Everyone compromises. The heroes of Hebrew Scriptures: these were tested, and the evil in their midst raised up but only in order to be judged. The good, having passed the test of being tempted, these too sin if not confident in their Blessedness. Life really is that cavalier at times! That we are easily maligned by a wicked body ecclesiastic. And, being suggestible, sacramental things are replaced with finger-pointing and insinuations most bizarre. We were supposed to, after all, recognize the pastoral genius in this our partner, and really go “all the way”, giggling and jesting, building up a tower most Spiritual via our conversation. Because it is a crime against the Trinity, Father, Son, and Holy Spirit, to careen about on the juice of hatred, of judgment, of false pretense, of deep sense of disunity.

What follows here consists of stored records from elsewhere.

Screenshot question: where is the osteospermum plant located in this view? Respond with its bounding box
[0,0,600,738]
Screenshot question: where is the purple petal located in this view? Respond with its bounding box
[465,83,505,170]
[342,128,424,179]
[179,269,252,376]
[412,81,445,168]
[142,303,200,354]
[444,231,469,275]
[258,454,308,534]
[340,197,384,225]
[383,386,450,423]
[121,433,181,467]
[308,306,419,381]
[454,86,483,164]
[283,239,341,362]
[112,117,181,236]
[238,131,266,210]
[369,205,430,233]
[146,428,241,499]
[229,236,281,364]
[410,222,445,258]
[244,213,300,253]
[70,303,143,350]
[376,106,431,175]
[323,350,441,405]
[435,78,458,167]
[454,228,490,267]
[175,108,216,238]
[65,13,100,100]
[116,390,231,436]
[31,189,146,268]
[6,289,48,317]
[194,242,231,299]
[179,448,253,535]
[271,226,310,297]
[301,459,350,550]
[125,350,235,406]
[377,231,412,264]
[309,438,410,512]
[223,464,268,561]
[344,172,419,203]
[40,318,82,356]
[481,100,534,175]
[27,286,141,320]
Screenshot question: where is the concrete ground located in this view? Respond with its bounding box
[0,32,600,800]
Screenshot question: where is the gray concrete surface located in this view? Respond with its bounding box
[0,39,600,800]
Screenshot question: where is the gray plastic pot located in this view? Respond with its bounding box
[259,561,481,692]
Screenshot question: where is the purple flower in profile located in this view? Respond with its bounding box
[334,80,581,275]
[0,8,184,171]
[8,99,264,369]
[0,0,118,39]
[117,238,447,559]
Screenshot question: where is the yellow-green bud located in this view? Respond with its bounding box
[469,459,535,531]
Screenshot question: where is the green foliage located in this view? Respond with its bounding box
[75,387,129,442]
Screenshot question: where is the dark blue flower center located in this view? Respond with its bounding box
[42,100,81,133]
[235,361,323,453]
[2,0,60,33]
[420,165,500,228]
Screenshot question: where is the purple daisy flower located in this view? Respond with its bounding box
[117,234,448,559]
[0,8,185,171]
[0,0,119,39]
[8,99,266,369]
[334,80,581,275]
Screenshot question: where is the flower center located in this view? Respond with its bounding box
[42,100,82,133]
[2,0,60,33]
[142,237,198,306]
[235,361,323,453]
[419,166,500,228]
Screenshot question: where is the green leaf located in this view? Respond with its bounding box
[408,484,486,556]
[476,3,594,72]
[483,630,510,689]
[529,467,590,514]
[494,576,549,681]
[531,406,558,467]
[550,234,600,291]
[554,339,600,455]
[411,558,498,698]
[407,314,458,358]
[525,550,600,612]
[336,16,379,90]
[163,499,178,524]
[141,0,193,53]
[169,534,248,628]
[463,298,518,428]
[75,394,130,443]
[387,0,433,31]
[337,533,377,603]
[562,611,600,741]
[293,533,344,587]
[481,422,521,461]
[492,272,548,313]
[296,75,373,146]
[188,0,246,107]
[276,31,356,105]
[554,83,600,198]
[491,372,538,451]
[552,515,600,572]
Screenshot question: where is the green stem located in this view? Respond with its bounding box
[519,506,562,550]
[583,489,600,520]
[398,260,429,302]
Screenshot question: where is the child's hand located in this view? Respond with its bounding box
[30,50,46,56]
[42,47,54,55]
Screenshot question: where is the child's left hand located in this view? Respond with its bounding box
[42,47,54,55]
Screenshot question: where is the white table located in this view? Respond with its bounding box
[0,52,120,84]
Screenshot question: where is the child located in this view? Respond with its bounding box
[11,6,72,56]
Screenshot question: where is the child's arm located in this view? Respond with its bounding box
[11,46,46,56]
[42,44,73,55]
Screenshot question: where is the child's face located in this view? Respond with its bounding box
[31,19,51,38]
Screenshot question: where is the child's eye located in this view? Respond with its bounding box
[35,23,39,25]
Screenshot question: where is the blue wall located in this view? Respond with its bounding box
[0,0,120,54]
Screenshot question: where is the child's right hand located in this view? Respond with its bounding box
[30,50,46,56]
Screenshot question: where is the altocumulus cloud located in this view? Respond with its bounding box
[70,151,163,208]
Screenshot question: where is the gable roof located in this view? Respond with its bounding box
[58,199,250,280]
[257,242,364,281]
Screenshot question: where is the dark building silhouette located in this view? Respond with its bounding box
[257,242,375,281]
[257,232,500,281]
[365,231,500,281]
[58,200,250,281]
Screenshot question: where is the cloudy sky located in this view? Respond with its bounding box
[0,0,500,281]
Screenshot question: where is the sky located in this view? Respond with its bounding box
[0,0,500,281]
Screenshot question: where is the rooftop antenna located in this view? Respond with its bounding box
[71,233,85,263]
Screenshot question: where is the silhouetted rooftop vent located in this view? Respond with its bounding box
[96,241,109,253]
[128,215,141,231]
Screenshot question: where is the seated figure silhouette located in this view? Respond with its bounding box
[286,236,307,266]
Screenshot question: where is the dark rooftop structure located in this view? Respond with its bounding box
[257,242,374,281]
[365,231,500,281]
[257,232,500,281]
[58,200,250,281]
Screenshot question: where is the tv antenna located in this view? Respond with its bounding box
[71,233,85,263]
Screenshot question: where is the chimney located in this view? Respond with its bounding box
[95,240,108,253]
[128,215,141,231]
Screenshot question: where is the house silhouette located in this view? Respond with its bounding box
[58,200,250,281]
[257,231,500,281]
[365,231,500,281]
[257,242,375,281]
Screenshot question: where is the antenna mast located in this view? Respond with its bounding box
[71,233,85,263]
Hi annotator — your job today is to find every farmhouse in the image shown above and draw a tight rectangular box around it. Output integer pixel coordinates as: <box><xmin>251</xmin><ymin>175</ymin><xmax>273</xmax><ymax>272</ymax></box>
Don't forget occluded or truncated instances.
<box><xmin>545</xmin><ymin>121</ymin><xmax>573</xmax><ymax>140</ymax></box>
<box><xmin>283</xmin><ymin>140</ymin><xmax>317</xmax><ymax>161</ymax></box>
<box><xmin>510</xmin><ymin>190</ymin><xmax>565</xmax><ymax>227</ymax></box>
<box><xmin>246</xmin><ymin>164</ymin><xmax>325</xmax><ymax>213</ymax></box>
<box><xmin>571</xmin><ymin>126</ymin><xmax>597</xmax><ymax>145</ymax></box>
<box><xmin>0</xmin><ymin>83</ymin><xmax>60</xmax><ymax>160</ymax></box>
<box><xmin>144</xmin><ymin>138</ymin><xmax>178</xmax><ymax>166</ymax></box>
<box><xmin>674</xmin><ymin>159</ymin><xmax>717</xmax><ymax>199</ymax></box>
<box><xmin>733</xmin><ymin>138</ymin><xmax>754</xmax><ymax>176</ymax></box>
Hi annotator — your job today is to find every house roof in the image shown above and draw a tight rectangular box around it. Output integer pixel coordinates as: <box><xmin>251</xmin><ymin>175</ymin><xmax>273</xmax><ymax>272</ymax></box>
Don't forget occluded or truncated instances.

The unity, we see it in those we pass on the street, each “crew” a bit different but hey, we’re all friends here. The perimeter, staffed and silent in the dark of the night, is to remind of how much the nations teeter, the peoples shout and congregate, the upswell of antagonism (or of friendship) does battle against the Wall. The Wall that protects things scarcely seeming worth it, scarcely seeming politic or sociologically upright. The saints in the land bereft of spiritual perimeter because they are assaulted in the spirit, and tempted, and a little too post-conversion, eager, forgetful of just how and where they came from.
For a season we tell our story and see the accumulation of half-crazed notions, yet as Pastor tries to talk us down a bit, we point back to the great divide and the wall, that it would be a miracle for these two to get along. We scamper away from each other, not trusting that some Divine Mandate makes of the sleepy church, the trusted, however, church, something egalitarian and communal, a place for wild tangents of sin and precocity to be melted and rhymed and integrated. Only let it be known, that these most familiar but distanced, “Christian” souls, are good folk. Are on some level abiding by the Law. Are willing to help and hear any likewise “Christian” appeal. We who believe have crucified the flesh with its desires, that we may live into a personhood miraculously, via law, upheld and intuited and created. The law as received from the ancestors of Scripture, does this. It creates an unfair advantage, but also creates a proper safe-haven, like that of the pained, impoverished, poor and unbelieving. We asked little in life except to be licensed to “be fabulous”. To celebrate, with a paucity of words but a truth of Integral Living. We live integrated, and we see those nearest to the flame to go the way of Christ in His sacrifices, the way of the Disciples, in their wild-eyed Mandate, the way of the Crowds in their experience of some love for the poor.